First of all, the history of art markets has since long been studied through economic, social, and cultural lenses. While some scholars opt for the one or the other, others try to integrate them through the topics of, for instance, intermediaries, market mediation, and valuation processes. Open access to digital assets from art museums, archives, and libraries provide the opportunity, in the form of linked data and combined sources, to test cross-overs between research domains and thereby expand our understanding of art markets as socio-cultural as well as economic phenomena. But translating the promise of Linked Data into actual conceptual leaps in the field requires careful design of data models and methodologies.
The second trend also concerns the boundaries of the art market, but on a spatial level. The geographical reach of historical art market studies has been extended beyond Europe and the United States to include Latin America, Asia, the Middle East, and Australia. At the same time, scholars have developed increasing interest on themes such as cross-border trade and networks, global vs. national vs. local, and migration and mobility patterns. In theory, digitization and linked data provide excellent opportunities for advanced cross-border and comparative analyses, but in practice it has proven difficult to systematically link or compare data across borders and languages.

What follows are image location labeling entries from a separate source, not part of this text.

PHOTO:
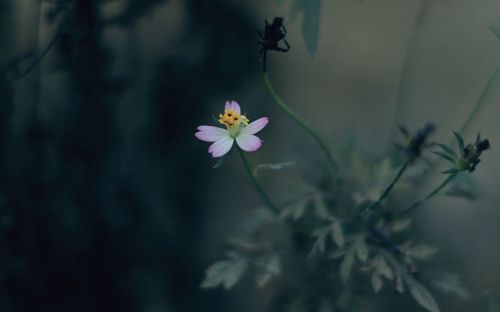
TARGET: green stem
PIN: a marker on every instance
(281, 104)
(409, 63)
(390, 186)
(482, 99)
(256, 183)
(426, 198)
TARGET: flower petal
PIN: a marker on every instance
(211, 134)
(255, 126)
(221, 146)
(235, 107)
(248, 142)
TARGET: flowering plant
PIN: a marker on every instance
(345, 232)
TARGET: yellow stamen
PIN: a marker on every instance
(232, 119)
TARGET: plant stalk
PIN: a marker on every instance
(426, 198)
(267, 200)
(301, 122)
(389, 187)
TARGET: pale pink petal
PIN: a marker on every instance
(211, 134)
(255, 126)
(248, 142)
(221, 146)
(235, 107)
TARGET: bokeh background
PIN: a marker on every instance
(107, 201)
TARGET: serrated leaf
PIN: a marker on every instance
(226, 272)
(400, 225)
(337, 234)
(422, 251)
(460, 141)
(448, 150)
(321, 209)
(361, 249)
(445, 156)
(421, 295)
(345, 267)
(320, 243)
(377, 282)
(273, 166)
(234, 273)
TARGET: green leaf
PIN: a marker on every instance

For this issue, we seek contributions that present a historical research question relevant to art market studies. We are particularly interested in contributions that reach out to other domains (be they time, place, or societal), and that place emphasis on combining and using multiple sources or data types (linked or not linked). There are no limitations as to place or time, as long as the papers are explicit on their research processes with regards to data, techniques and methods.
A wide range of topics will be suitable for this Special Issue and might include (but are not limited to) the following:
- collecting practices
- consumption patterns
- art as investment
- art dealers and auctions
- new technologies
Please note that there is a two-stage submission procedure. We first collect abstracts of 200 words by 15 June 2018. Before 15 July, we will invite selected abstracts to be submitted as full papers for peer review by 1 December 2018. Journal publication is expected in March or June 2019, depending on the revision time needed after peer review.